On Sat, Feb 05, 2011 at 11:01:33AM +0100, Sascha Vieweg
wrote:> I have got data with one column indicating the area where the data
> was recorded:
>
> R: n <- 43
> R: df <- data.frame("area"=sample(1:7, n, repl=T),
"dat"=rnorm(n))
>
> In each of the 7 different areas I want to implement one of 7
> specific strategies. The assignment should be random. Therefore, I
> pair 7 areas with 7 strategies randomly by
>
> R: ass <- as.data.frame(cbind("area"=sample(1:7, 7),
> "strategy"=sample(1:7, 7)))
>
> Now I want to create a new variable indicating, which case in the
> original data should be assigned to which strategy. I thought
> about
>
> R: x <- numeric(n)
> R: for(i in 1:7){
> x[df[, "area"]==i] <- ass[ ass[, "area"]==i ,
"strategy"]
> }
>
> and then binding the new variable to the data frame
>
> R: str(df2 <- as.data.frame(cbind(df, "strategy"=x)))
>
> which works fine.
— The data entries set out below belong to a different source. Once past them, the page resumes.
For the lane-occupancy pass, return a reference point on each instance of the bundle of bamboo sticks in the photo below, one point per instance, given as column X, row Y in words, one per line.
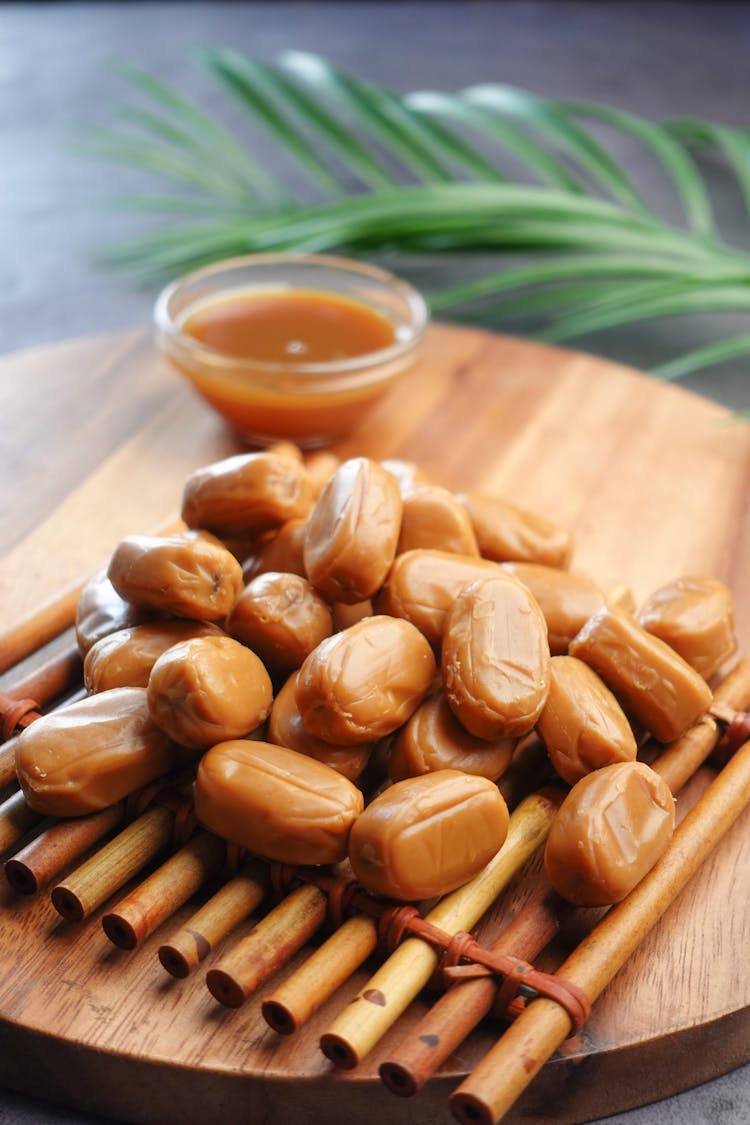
column 308, row 899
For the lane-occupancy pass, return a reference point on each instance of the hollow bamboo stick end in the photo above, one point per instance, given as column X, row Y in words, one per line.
column 225, row 988
column 216, row 919
column 400, row 1080
column 340, row 1051
column 68, row 903
column 280, row 1017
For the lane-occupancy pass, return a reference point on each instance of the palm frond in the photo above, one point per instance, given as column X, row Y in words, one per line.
column 487, row 169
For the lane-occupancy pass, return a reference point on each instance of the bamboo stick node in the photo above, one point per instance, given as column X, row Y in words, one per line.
column 16, row 714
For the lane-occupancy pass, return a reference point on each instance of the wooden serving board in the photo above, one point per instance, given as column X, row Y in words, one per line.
column 97, row 439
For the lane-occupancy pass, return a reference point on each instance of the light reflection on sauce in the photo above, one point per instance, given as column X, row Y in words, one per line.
column 289, row 325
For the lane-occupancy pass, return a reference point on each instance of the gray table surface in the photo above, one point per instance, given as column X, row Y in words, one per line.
column 56, row 71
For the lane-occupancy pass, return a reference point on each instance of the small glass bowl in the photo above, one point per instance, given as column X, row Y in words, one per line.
column 312, row 404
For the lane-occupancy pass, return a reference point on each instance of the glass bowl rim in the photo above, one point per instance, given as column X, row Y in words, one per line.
column 229, row 365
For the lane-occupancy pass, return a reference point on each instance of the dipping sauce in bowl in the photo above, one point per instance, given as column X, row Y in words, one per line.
column 289, row 345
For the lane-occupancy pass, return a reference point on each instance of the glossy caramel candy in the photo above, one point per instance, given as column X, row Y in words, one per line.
column 608, row 833
column 276, row 802
column 286, row 728
column 353, row 531
column 427, row 835
column 567, row 600
column 496, row 658
column 433, row 518
column 695, row 617
column 654, row 685
column 363, row 683
column 282, row 618
column 91, row 754
column 423, row 584
column 250, row 492
column 506, row 532
column 195, row 578
column 434, row 739
column 208, row 690
column 283, row 552
column 101, row 611
column 581, row 723
column 125, row 658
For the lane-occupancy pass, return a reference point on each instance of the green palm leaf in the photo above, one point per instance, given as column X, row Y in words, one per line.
column 488, row 169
My question is whether there is a more elegant
> way?
Hello.
If the table "ass" is sorted according to "area", then its
second
column may be used as a function mapping "area" to
"strategy". This
leads to the following
ass2 <- ass[order(ass[, "area"]), "strategy"]
y <- ass2[df[, "area"]]
identical(x, y + 0)
[1] TRUE
This also suggests that the same distribution on the random assignments
is obtained, if area is created already sorted and only the second
column of "ass" is random
ass <- as.data.frame(cbind("area"=1:7,
"strategy"=sample(1:7, 7)))
Whether creating only this table is sufficient, depends on the application.
Hope this helps.
Petr Savicky.